Quelques appréhensions au rendez-vous

Mais certains élèves ne sont pas encore décidés, à l’instar d’Elina : « L’équipe enseignante du lycée nous recommande de choisir selon nos envies. Ça ne m’aide pas beaucoup et je me sens seule, car je doute de mes capacités dans certains domaines que j’apprécie », témoigne-t-elle. Le fils de Nicolas est lui aussi dans l’expectative : « Lui qui voulait devenir architecte, avec cette réforme, il est complètement désespéré. Il a besoin de faire l’option maths, mais ne se voit plus faire des maths poussées. Or, il n’existe pas de maths « allégés » comme en terminale. Si vous êtes généraliste, cette réforme vous oblige trop tôt à choisir des matières où vous n’avez pas eu encore le temps de tester vos vraies capacités. Ne sachant pas comment choisir, il va laisser une équipe de profs décider pour lui entre Maths, SVT, Physique-chimie et Sciences économiques et sociales », raconte-t-il, désabusé.

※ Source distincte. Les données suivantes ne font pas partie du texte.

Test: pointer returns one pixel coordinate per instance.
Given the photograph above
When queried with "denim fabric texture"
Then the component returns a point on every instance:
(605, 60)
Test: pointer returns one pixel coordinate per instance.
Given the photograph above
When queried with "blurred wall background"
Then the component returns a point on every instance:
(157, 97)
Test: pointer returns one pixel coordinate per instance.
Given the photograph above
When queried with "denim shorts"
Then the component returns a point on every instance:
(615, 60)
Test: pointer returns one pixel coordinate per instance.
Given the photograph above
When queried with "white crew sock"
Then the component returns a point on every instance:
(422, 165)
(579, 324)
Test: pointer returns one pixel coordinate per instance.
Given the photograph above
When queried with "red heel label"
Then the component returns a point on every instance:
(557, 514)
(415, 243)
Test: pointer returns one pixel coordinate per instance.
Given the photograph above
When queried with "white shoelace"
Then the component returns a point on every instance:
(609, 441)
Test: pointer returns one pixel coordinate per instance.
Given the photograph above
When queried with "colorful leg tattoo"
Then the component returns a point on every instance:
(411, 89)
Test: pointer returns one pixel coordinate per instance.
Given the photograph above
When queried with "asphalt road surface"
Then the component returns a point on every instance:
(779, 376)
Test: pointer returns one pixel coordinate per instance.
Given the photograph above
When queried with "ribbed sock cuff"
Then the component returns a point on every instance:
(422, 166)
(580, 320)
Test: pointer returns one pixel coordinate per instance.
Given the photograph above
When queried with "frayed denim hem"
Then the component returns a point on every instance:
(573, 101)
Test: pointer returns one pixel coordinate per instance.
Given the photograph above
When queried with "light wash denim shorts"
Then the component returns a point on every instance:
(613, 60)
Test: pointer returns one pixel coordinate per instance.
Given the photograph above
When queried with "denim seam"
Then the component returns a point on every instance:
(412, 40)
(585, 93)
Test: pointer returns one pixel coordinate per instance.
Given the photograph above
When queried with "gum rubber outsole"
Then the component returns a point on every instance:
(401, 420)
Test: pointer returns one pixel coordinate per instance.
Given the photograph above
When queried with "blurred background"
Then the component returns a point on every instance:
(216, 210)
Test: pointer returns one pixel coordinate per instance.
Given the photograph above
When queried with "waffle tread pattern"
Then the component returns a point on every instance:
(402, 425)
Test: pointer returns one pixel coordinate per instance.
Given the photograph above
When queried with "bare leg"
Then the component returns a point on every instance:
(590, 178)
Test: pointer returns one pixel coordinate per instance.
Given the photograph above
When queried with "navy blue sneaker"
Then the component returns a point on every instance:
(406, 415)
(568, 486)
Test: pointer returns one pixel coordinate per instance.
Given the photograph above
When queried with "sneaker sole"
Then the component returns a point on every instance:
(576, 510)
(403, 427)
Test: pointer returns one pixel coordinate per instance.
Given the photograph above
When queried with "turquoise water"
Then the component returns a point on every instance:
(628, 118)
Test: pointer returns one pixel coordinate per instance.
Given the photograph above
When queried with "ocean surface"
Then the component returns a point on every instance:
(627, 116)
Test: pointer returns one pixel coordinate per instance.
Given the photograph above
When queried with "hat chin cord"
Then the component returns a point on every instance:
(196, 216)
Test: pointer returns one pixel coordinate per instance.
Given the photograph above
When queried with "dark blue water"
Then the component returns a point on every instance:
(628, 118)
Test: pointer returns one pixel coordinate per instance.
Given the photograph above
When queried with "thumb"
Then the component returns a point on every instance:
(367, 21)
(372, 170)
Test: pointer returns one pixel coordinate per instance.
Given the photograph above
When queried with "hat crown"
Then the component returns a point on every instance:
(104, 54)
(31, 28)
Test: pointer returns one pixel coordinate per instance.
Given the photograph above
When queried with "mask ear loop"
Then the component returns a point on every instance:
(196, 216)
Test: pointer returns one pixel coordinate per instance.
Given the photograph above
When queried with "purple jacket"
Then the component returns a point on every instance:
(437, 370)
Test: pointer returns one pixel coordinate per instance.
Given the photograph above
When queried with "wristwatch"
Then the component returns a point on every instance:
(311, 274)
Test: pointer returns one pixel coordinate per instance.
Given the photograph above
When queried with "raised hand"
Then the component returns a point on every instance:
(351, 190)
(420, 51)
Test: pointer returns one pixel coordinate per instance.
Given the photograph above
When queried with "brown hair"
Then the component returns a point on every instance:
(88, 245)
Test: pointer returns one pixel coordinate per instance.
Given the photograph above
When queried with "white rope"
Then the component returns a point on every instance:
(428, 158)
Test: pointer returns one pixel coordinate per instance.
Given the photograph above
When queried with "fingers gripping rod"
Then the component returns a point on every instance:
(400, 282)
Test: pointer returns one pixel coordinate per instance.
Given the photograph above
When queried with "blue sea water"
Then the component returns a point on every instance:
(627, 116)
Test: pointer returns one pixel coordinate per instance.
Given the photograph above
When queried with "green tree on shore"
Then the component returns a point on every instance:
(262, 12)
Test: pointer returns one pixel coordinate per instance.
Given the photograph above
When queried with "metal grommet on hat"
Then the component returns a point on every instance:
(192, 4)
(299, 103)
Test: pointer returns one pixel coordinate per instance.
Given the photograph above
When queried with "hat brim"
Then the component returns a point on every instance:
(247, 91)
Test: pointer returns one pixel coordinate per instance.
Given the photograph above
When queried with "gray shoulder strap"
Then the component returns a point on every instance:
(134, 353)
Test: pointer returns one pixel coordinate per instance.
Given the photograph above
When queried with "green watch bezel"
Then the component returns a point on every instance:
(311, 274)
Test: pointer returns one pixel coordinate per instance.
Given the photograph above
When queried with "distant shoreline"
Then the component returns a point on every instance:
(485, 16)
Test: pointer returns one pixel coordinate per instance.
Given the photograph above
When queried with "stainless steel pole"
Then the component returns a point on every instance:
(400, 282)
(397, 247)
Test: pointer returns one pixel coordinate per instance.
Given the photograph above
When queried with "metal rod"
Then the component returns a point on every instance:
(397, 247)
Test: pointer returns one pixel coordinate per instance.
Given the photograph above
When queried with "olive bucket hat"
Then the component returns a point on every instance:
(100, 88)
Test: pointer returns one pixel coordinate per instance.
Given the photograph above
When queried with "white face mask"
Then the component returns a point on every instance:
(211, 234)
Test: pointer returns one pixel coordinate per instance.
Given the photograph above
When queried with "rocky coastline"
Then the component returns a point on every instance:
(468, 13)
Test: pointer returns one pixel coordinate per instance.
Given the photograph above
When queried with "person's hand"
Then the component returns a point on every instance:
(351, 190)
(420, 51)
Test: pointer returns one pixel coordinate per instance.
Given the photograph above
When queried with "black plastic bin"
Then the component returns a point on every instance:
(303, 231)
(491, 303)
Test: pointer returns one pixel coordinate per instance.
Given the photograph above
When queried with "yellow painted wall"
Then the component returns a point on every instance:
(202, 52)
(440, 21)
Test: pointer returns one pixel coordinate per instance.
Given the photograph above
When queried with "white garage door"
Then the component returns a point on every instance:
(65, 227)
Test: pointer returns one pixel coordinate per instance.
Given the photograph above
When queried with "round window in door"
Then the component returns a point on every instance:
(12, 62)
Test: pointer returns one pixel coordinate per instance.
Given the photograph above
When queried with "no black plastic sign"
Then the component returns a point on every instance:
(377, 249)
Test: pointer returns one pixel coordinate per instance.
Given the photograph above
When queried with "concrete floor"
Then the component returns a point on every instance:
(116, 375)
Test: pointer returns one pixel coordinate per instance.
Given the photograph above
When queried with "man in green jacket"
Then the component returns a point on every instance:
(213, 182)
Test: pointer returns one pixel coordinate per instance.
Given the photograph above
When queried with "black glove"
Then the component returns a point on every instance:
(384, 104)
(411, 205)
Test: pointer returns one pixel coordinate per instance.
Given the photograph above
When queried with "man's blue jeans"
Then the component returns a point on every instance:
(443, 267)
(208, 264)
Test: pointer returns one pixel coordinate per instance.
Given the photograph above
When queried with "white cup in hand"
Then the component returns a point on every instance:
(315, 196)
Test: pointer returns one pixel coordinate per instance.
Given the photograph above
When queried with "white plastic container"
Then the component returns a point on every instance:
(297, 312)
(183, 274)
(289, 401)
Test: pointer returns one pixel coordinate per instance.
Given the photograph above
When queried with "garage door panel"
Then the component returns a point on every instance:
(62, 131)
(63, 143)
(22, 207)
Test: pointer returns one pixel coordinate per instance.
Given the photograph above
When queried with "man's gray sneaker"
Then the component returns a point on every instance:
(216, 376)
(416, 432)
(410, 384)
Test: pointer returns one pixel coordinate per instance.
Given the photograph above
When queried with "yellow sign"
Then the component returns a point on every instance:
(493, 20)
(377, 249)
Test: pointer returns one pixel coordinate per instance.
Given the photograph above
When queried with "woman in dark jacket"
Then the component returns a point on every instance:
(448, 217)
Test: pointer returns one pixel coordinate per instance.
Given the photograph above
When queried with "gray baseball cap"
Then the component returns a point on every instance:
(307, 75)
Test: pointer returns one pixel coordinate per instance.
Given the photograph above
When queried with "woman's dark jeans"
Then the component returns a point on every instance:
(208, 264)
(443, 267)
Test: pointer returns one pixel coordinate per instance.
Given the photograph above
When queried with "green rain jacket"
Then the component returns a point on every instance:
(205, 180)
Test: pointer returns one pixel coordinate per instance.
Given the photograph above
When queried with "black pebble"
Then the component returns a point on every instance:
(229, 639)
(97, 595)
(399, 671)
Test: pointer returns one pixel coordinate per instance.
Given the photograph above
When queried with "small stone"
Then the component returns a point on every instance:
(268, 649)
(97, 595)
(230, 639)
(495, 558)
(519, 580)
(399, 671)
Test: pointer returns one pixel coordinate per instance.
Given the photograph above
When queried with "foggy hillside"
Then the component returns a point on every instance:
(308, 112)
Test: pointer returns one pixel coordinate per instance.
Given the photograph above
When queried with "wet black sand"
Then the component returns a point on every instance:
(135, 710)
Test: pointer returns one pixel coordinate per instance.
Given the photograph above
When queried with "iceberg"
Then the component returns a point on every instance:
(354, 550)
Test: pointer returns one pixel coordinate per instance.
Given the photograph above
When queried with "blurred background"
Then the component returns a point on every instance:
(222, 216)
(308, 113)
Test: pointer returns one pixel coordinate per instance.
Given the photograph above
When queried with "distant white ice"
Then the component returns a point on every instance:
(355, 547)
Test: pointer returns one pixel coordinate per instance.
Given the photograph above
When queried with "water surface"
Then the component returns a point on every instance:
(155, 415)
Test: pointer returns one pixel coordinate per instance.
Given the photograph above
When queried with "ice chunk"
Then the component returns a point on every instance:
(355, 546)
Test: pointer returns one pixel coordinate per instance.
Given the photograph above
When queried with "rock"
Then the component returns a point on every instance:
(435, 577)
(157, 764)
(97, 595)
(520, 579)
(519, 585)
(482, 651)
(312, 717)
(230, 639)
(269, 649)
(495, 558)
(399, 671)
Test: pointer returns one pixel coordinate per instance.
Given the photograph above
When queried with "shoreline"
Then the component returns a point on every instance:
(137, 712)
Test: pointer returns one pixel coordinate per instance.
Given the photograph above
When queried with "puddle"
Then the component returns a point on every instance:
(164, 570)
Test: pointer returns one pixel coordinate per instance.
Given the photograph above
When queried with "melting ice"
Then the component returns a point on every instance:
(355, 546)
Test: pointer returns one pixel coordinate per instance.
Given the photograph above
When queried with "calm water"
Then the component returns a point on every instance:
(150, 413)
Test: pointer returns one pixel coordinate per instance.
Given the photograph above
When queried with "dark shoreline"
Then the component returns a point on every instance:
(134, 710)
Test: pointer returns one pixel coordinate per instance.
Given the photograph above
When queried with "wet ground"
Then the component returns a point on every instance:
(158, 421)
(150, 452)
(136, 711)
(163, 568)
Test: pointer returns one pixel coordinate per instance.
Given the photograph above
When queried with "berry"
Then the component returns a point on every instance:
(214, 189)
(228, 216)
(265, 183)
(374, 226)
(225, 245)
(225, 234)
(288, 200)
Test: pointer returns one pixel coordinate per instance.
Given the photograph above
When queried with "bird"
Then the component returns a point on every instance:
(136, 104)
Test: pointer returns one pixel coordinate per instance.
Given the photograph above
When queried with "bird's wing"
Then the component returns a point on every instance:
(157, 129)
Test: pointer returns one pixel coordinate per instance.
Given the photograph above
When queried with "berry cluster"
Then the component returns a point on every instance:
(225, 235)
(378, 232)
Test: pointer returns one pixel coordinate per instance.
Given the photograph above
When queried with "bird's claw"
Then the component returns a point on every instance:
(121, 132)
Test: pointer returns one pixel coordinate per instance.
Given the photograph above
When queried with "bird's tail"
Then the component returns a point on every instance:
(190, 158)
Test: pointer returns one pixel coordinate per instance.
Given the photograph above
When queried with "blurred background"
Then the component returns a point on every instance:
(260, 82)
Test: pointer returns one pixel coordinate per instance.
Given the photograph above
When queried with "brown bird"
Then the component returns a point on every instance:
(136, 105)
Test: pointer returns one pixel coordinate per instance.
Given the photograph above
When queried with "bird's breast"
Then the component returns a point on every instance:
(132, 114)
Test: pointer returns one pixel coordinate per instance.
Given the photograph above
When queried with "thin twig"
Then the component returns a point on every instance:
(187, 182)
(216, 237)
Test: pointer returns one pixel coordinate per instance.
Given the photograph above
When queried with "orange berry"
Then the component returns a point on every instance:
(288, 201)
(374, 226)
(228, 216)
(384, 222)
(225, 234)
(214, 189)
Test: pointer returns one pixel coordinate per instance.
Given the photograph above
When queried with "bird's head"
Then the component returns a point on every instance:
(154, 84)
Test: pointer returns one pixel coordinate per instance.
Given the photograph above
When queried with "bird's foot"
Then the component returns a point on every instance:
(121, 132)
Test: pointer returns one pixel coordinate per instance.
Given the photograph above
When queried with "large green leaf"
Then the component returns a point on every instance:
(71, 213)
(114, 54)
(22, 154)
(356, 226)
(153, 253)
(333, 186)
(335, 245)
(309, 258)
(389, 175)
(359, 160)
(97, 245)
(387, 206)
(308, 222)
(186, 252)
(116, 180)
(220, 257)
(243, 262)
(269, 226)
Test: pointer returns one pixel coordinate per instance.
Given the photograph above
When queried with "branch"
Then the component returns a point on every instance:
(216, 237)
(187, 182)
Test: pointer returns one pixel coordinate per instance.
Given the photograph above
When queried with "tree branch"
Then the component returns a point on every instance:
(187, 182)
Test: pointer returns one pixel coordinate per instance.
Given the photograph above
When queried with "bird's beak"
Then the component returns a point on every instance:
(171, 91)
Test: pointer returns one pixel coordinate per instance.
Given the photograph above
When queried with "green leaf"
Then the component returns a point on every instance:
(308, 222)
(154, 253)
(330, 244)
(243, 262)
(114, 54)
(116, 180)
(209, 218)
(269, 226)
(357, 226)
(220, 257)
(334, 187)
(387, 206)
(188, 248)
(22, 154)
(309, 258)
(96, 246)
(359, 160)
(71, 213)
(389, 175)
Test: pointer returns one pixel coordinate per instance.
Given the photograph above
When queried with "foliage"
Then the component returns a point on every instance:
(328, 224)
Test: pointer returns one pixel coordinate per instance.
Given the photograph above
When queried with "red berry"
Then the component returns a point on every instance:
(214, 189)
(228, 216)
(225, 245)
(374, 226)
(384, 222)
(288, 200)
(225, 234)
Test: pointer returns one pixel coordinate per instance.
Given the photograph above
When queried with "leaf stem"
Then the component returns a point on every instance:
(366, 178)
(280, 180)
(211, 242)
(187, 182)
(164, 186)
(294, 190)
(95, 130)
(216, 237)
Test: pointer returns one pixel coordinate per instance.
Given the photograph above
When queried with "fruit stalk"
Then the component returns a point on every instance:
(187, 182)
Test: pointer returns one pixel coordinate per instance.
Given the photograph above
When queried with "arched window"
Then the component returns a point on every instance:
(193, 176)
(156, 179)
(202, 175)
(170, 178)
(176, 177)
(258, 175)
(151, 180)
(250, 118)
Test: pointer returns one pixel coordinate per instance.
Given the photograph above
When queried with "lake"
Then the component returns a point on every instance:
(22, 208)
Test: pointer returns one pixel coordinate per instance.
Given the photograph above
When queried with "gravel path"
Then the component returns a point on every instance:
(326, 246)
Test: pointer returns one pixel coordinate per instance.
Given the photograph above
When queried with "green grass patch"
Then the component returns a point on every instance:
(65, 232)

Et force est de constater que ces choix de spécialités génèrent un certain stress chez nos jeunes internautes. Maya craint ainsi de ne pas être au niveau : « Les maths me sont nécessaires pour partir en école de commerce, mais on nous dit que le niveau prévu au programme de la spécialité est plus élevé que le niveau des maths de 1re S actuelle. Ça va être compliqué parce que même si je m’en sors, c’est loin d’être mon point fort et je ne pense pas être la seule ». Cyrille abonde dans son sens : « Il faut prendre la spécialité maths en 1re si on ne veut pas se fermer de nombreuses portes dans l’enseignement supérieur. Mais problème, la spécialité maths est complexe avec un programme énorme à faire en seulement 4 heures par semaine ! Pour les élèves moyens, ce sera très compliqué, mais ils n’ont pas le choix s’ils ne veulent pas être bloqués plus tard », assure-t-il. D’autres redoutent de ne pas obtenir la spécialité de leur choix, faute de places suffisantes, à l’instar de la fille de Thierry : « Ma fille envisage de prendre SVT, Maths, Sciences économiques et sociales. Mais étant donné le trop grand nombre de jeunes qui prennent ces options, elle pourrait être refusée en Maths et en SVT, ce qui remettrait en cause son projet professionnel », redoute-t-il. Réponse pour elle dans moins de deux mois.